Unless you heavily rely on private transport or you have been living under a rock, the sight of young men fighting for a customer at a bus terminal is not an uncommon sight.
In this business, the clever and the stronger get the bread at the end of the day.
Top Revs was extremely fortunate to talk to one of the loading masters at Shell Service Station at Ondangwa who told the tale of men using the combination of their natural intelligence, charm, strength and violence, if need be, to lure potential customers into their bus.
Shimpweya ‘Chau’ Iyambo has been loading buses for 16 years now. He says he started when he was a teenager. “There is no other job I did apart from this one. As you can see, everyone has to find a way of surviving,” he says. Loading a bus to the capacity can be a demanding and frustrating job, according to Chau, especially on ‘dry days’.
These are days when customers are scarce. On such days Chau and others would use every feat possible to get customers.
“Sometimes a fight can even break out and you will see guys exchanging fists,” he added, laughingly while answering a call from a taxi driver who informed him that two Windhoek-bound customers are on their way.
Chau and others have individual taxi drivers who bring customers to them. For every customer brought, the taxi driver is guaranteed N$10.
“I have my guys here (taxi drivers), they never take people to anyone except when I am not working that day.”
You can be forgiven for thinking the loading guys own the bus.
“I am ready to drive now! Only three people are missing. Get in, we will go now,” he tells the two customers after they were dropped off. In fact, the owner can be either at home or relaxing somewhere until the Quantum bus gets full.
When asked how much he can make on a good day, Chau said for a full bus, he gets between N$700 and N$800, depending on the generosity of the driver.

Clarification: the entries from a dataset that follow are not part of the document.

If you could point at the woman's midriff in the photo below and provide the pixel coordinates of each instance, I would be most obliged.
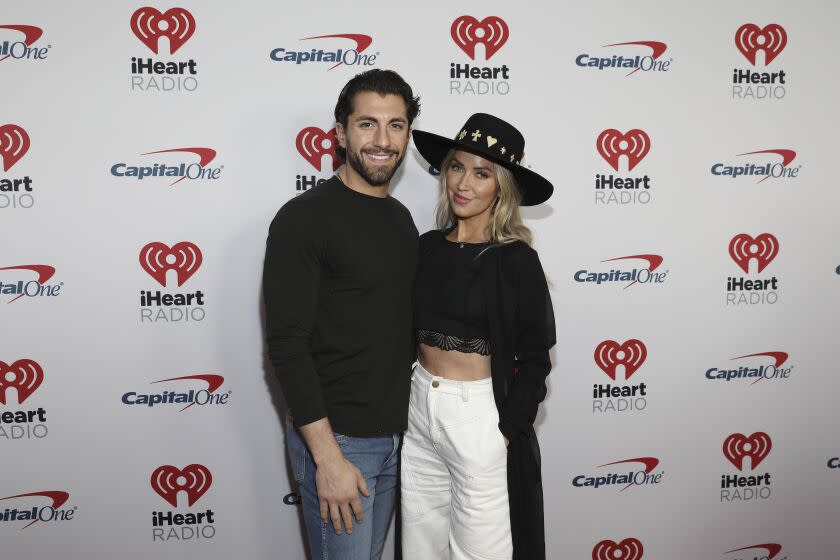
(451, 364)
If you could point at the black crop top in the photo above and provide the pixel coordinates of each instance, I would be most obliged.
(449, 307)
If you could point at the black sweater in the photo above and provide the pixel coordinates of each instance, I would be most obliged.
(339, 269)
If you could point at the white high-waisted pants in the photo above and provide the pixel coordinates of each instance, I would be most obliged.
(454, 473)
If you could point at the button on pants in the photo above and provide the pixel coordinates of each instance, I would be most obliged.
(454, 473)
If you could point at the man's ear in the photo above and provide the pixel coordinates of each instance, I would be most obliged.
(341, 135)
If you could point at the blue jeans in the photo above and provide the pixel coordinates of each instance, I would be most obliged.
(377, 458)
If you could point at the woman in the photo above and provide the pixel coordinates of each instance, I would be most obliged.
(471, 485)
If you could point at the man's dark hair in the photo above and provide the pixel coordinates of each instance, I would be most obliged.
(383, 82)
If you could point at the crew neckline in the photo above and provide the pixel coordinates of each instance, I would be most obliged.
(462, 243)
(361, 194)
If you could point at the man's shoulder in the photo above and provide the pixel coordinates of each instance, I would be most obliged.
(306, 206)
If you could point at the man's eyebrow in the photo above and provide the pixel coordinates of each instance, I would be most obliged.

This he does not pocket alone. He has to share it with two or three boys who help him ‘scavenge’ for customers. They are responsible for spotting anyone with luggage from a distance and quickly run to them, grab their bags and ensure they do not fall into the hands of their business ‘foes’.
Though Chau implies he has been always ethical and honest in his work of loading customers, he added that sometimes when times are hard, unorthodox methods have to be applied to convince people to get into the bus quickly.

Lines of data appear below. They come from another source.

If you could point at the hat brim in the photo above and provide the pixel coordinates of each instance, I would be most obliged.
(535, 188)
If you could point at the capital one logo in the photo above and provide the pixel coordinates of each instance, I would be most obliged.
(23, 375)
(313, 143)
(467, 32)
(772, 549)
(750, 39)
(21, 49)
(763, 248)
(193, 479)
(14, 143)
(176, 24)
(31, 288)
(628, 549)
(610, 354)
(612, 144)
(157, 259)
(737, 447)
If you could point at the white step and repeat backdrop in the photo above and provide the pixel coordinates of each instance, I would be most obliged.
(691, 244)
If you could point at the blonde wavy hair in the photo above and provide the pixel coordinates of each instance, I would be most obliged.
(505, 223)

One of the methods is to use friends and his boys as decoys and make the bus look full when in fact it is not. Any traveller will be duped into thinking only two or so people are missing for the bus to hit the road while in fact there could only be only five ‘real’ passengers in the bus.
As the bus starts getting full, the decoys will start disappearing from the vehicle. They are also entitled to some sort of remuneration, either in cash or kind. “It’s ‘zula to survive’, my friend,” he says.
During the interview, this reporter also had to also act as a decoy while being driven around the filling station looking for customers. Though sometimes fights can occur between rival ‘loading masters’, unity and comradeship prevails among them. Beers are shared and they do not allow a bus from outside the town to load on their territory. “No one from outside town is allowed to load here. Those guys from Oshakati know it very well,” Chau says.
Criminality and trickery is also rife in this industry. Since the loading masters know each other and can load any bus they are contracted to, some can make a quick buck by duping customers to pay the money to them, pretending to be the drivers of the buses.
They then disappear into thin air. The real loading master will then be left at the mercy of the tricked customer.
Such cases can sometimes only be solved when the police gets involved.
Chau says though the public have painted them with a stroke of black paint, they are just good people trying to make a living.